The Monetary Policy Committee (MPC) of the South African Reserve Bank (SARB) is expected to raise interest rates on Thursday September 22 this week in a bid to support the rand and control inflationary forces, but economists have divergent expectations on the amount.

A recent survey conducted by the international comparison site Searcher revealed that half of economists surveyed (50%) expect a 50 basis point (bp) hike at the September meeting.

A further 44% expect it to increase by up to 75 basis points, and only one respondent expects an increase of 25 basis points.

While everyone expects varying degrees of action from the SARB, the majority believe the increase should only be 50 basis points.

Economists interviewed in the survey included experts from the Bureau of Economic Research, Standard Bank, Old Mutual, Wits Business School, Investec and more.

Jee-A van der Linde, an economist at Oxford Economic Africa, said she expects a 50 basis point hike due to high inflation which peaked in July and rose to 7.8% year-on-year.

Van der Linde said the SARB may want to see further evidence that the peak is in fact behind us. Elna Moolman, head of macroeconomic research at Standard Bank, added that 50 basis points should be enough.

She noted, however, that with higher headline and underlying inflation, alongside wage increases, the SARB would be reluctant to slow its rate hikes.

Global financial services, BNP Paribas, differ in their expectations, saying the SARB is likely to keep its foot firmly on the pedal with broad price pressures favoring a 75bps.

A 75 basis point hike would bring the repo rate back to pre-Covid levels, he said.
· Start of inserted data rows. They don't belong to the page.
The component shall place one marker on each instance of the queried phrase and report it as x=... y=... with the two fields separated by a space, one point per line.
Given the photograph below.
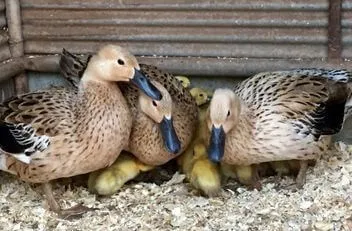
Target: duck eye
x=120 y=61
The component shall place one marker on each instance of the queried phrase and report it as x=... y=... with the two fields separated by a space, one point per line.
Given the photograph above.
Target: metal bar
x=248 y=50
x=230 y=67
x=299 y=5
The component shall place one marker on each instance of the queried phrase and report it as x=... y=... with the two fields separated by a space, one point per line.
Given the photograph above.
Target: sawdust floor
x=325 y=203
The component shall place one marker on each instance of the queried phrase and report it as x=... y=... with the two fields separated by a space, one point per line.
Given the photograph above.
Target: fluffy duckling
x=246 y=175
x=162 y=128
x=277 y=116
x=200 y=171
x=200 y=95
x=87 y=127
x=186 y=83
x=21 y=141
x=108 y=181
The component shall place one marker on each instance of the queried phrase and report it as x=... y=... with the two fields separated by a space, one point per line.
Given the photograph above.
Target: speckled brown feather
x=88 y=128
x=146 y=142
x=285 y=115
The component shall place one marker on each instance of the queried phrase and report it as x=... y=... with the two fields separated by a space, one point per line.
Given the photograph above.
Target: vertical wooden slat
x=334 y=31
x=13 y=14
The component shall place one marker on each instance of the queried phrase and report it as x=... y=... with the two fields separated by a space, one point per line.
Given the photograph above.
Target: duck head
x=223 y=114
x=160 y=111
x=113 y=64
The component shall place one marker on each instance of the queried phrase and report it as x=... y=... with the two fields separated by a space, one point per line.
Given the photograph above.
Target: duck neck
x=245 y=125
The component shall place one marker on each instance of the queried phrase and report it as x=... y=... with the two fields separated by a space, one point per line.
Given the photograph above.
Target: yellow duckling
x=202 y=173
x=108 y=181
x=186 y=83
x=246 y=175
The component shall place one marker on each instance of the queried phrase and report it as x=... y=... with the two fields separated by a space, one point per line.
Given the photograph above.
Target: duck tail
x=73 y=66
x=338 y=75
x=20 y=141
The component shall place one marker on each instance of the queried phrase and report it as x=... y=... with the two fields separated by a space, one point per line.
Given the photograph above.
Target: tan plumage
x=146 y=140
x=88 y=127
x=278 y=116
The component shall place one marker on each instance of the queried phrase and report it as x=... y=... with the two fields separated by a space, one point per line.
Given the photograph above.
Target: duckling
x=204 y=174
x=200 y=95
x=246 y=175
x=21 y=141
x=108 y=181
x=276 y=116
x=87 y=127
x=201 y=173
x=186 y=83
x=163 y=128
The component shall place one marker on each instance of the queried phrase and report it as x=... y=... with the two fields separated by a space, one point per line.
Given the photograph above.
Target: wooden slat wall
x=7 y=87
x=224 y=37
x=346 y=28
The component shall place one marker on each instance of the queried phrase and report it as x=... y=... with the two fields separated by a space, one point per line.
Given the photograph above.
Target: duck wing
x=314 y=101
x=49 y=111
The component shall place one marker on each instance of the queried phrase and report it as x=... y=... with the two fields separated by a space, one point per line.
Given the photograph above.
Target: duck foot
x=301 y=177
x=74 y=212
x=255 y=185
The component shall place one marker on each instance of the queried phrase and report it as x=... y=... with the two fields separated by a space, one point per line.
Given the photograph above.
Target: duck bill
x=217 y=144
x=145 y=85
x=171 y=141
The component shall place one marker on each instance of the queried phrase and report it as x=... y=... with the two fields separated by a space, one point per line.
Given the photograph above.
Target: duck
x=184 y=80
x=277 y=116
x=21 y=141
x=87 y=127
x=154 y=140
x=202 y=174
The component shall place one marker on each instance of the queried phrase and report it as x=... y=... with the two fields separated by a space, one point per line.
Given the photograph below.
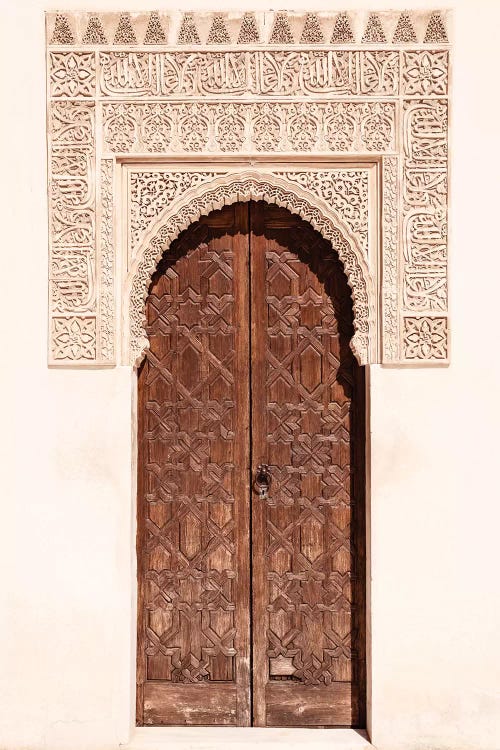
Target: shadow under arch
x=246 y=186
x=330 y=272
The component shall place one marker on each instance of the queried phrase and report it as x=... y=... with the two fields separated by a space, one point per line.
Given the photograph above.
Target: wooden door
x=249 y=319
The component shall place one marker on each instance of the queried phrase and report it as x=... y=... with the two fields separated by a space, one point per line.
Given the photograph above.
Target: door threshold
x=268 y=738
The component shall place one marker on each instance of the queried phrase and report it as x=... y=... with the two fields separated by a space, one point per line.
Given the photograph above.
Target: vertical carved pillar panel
x=348 y=110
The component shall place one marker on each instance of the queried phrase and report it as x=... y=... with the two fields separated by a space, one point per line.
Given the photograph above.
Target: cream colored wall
x=66 y=542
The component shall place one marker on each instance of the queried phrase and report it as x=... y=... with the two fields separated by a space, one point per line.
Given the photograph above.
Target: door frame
x=124 y=242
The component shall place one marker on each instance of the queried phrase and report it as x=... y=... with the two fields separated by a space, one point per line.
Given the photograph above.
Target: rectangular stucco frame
x=295 y=108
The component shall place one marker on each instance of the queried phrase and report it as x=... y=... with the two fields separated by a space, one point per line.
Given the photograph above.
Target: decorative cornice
x=316 y=89
x=238 y=28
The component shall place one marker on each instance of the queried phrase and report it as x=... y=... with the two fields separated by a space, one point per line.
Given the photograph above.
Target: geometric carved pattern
x=191 y=431
x=333 y=127
x=227 y=189
x=386 y=98
x=313 y=601
x=193 y=601
x=190 y=412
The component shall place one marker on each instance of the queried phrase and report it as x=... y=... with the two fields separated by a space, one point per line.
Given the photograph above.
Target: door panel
x=249 y=319
x=193 y=637
x=308 y=557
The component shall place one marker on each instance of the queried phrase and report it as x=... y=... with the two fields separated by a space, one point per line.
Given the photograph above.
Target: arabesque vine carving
x=317 y=88
x=273 y=189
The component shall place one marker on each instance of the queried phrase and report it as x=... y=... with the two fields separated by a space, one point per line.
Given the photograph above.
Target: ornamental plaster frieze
x=249 y=185
x=319 y=89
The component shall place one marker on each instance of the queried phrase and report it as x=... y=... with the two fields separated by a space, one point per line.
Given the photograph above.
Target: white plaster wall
x=66 y=621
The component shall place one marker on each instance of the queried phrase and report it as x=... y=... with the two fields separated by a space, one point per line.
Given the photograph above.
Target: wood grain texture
x=204 y=704
x=308 y=548
x=249 y=319
x=295 y=705
x=194 y=466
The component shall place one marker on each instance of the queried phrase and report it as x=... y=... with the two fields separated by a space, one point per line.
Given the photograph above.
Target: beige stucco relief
x=156 y=118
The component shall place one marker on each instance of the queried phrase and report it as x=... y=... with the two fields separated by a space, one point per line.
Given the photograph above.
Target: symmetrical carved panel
x=373 y=86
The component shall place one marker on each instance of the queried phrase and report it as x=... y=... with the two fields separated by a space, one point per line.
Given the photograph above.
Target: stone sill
x=244 y=738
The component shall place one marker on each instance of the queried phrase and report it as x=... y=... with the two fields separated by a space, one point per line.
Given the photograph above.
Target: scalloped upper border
x=245 y=186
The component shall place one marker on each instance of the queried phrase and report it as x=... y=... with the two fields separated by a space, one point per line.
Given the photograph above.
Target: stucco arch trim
x=246 y=186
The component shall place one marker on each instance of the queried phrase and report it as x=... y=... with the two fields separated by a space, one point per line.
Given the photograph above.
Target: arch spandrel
x=246 y=186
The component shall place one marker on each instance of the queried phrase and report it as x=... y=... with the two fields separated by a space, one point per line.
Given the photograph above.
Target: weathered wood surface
x=249 y=319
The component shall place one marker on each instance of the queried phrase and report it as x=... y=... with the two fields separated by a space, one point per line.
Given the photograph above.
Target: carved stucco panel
x=251 y=185
x=316 y=86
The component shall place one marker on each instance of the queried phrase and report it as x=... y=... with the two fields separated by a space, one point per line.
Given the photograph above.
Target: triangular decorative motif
x=124 y=33
x=404 y=30
x=248 y=31
x=188 y=33
x=94 y=33
x=312 y=33
x=154 y=32
x=436 y=32
x=218 y=33
x=281 y=33
x=374 y=33
x=62 y=33
x=342 y=32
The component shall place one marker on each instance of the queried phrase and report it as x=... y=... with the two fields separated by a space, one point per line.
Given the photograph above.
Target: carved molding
x=311 y=88
x=245 y=186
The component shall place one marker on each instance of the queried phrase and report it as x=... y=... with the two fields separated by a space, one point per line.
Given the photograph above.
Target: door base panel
x=291 y=704
x=180 y=704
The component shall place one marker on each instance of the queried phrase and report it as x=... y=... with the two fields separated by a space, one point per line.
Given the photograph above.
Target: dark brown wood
x=308 y=549
x=193 y=528
x=251 y=302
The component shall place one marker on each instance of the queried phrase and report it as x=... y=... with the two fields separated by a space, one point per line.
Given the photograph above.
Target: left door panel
x=193 y=505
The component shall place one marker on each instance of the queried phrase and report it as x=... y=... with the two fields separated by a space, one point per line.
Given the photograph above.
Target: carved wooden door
x=251 y=478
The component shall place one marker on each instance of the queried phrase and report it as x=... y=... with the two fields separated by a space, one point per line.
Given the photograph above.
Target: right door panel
x=308 y=533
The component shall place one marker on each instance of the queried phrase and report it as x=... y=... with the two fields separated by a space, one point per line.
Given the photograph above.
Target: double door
x=251 y=566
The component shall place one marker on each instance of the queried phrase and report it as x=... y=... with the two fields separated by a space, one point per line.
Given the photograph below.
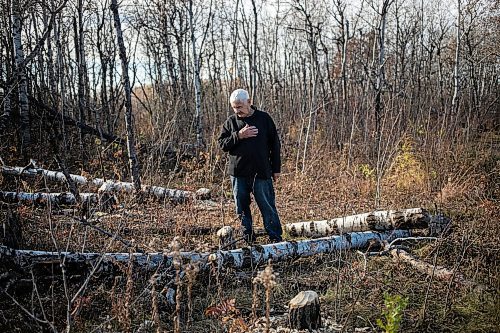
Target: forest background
x=379 y=105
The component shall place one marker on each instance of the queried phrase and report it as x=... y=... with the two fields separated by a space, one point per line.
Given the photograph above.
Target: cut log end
x=225 y=235
x=304 y=311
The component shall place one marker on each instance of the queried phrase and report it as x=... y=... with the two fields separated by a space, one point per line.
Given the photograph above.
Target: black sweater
x=258 y=156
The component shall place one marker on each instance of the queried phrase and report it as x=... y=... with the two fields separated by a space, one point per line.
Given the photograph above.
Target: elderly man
x=251 y=139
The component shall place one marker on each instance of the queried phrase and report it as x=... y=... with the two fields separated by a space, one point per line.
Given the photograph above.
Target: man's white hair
x=239 y=95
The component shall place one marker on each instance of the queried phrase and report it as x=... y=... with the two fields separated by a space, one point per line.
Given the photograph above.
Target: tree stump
x=304 y=311
x=225 y=235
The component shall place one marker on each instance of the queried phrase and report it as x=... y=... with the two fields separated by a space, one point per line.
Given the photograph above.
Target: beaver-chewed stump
x=304 y=311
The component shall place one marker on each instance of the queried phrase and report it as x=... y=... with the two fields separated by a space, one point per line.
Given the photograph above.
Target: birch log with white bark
x=261 y=254
x=108 y=185
x=238 y=258
x=56 y=176
x=44 y=198
x=378 y=221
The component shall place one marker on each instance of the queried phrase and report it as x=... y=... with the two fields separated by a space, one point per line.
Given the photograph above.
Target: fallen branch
x=376 y=221
x=238 y=258
x=439 y=272
x=44 y=198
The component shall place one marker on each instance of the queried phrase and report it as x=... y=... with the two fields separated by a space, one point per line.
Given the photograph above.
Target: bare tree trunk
x=129 y=123
x=379 y=86
x=21 y=77
x=456 y=68
x=197 y=81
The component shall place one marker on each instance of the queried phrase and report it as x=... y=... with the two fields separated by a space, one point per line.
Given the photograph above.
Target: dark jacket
x=258 y=156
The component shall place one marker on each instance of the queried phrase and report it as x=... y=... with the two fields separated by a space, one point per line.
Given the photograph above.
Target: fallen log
x=108 y=186
x=44 y=198
x=56 y=176
x=146 y=261
x=260 y=254
x=376 y=221
x=238 y=258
However, this may still be insufficient given South Africa’s inflationary outlook.

“The most important reason why we see no room for SARB complacency at this time is that we only expect a slow return to its inflation target in the second half of 2024,” he said. he declares.

“Judging by SARB Governor Lesetja Kganyago’s recent comments that it’s ‘too early to call peak inflation’, the bank is worried – and rightly so, in our view – about the Upside risks to the inflation outlook materialize, despite the slowdown in global oil and food prices.”

South Africa’s consumer inflation figures for August are due on Wednesday September 21, a day before the MPC makes its final decision, and economists expect the figure to be slightly lower than in before.

The Bureau of Economic Research (BER) expects the SARB to follow the trend set by other central banks – including a recent 75 basis point hike by the European Central Bank and an expected 75 basis point hike by basis by the US Fed later this week.

While he expects South Africa’s annual headline CPI inflation rate to moderate to 7.3% due to lower fuel prices which took effect earlier this month , he thinks the interest rate will be raised by 75 basis points, adding that it would not be surprising if a member votes for 100bps.

BNP Paribas argues that due to possible upside risk, its call for 75 basis points is biased towards a more hawkish statement: “Markets are pricing in more than 150 basis points of upside ahead of the year.”

The banking group expects further hikes in November 2022 and January 2023 of 50 basis points and 25 basis points, respectively.

Read: Cape Town and Joburg scramble to move away from Eskom network following warnings of ‘unprecedented blackouts’

Leave a Comment

Your email address will not be published.